Thinking Clearly About the Useful and the Useless
Some people use ‘useless’ as if it must refer to something worthless. Doing so is to confuse usefulness with value. But the useless is not necessarily lacking in value. Some things possess intrinsic value and thus are valuable regardless of whether they are used or usable.
Consider a person, a friendship, the possession of some item of knowledge, or the act of creating a poem or a painting. Such things might not be useful relative to the attainment of some other end, and yet they have intrinsic worth. However, things that have merely instrumental value and yet are not feasible to be used are useless things – such as a pencil dropped into some uninhabited part of the Mojave Desert, a car abandoned somewhere in Antarctica, or a suitcase of cash buried in some unknown location in the Australian Outback, where it stays buried until the universe perishes in its heat death.
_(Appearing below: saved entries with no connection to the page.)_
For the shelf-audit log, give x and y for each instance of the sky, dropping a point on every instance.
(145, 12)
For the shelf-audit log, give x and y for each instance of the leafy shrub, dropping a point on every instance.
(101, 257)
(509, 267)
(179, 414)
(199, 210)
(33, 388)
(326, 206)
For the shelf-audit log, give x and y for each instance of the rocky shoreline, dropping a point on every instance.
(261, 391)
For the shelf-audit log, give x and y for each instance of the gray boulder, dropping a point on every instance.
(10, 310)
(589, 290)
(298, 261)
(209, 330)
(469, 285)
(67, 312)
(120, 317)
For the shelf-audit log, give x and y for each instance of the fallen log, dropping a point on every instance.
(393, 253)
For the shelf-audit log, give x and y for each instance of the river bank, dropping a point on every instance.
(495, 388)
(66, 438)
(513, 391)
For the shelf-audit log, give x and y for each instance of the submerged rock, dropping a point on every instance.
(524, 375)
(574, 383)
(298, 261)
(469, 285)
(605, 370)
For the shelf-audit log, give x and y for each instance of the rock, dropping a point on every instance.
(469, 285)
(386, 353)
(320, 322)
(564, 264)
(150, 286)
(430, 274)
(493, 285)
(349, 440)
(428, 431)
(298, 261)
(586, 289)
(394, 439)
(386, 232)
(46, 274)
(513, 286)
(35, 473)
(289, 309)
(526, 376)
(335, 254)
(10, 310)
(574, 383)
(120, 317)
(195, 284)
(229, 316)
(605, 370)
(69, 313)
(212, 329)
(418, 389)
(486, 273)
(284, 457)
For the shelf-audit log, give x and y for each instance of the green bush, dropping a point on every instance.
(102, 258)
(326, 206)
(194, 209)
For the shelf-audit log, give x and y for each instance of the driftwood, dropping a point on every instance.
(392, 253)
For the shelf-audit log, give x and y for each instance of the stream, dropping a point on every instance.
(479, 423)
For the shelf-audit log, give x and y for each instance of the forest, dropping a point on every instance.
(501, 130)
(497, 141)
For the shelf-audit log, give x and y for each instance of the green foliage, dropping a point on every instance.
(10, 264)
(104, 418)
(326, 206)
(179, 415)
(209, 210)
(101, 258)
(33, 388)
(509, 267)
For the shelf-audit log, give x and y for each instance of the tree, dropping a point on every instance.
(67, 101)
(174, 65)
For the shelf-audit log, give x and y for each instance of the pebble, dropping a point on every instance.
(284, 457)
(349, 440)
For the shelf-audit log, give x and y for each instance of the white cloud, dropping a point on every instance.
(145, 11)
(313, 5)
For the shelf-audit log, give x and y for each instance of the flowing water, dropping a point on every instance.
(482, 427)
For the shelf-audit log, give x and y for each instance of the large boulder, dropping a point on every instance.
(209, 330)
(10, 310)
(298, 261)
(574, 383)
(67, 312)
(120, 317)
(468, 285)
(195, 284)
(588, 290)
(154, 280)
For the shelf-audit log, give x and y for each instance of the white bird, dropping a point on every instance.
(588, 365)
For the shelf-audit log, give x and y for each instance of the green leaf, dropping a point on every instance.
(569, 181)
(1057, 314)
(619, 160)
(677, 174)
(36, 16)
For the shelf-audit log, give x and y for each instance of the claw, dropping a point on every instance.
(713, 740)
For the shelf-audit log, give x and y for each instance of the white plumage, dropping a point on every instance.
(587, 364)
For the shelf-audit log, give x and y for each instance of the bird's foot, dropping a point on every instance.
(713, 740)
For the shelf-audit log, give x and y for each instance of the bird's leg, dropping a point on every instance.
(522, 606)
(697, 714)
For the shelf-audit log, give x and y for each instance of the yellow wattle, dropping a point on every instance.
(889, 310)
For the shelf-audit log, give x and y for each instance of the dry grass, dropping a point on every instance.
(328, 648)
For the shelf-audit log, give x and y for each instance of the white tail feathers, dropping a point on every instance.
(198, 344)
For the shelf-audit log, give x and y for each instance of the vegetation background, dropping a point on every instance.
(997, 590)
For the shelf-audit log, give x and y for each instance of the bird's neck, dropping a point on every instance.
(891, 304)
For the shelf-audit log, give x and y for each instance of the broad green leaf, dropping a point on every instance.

Usefulness is one kind of value. In the business of philosophy, we philosophers refer to useful value as “instrumental value.” But as noted above, there is also intrinsic value.
Here’s an analogy to summarize the matter. Those of you who took the Miller Analogies Test, as I did, will recognize the point:
Useful is to valuable as apple is to fruit. If something isn’t an apple, it doesn’t follow that it’s not a fruit. Similarly, if something isn’t useful, it doesn’t follow that it isn’t valuable.
*This analogy, by the way, is useful with students who ask: “Why do I have to take this class? I can’t use it to get a job and make money. It’s a worthless class and a waste of my time.”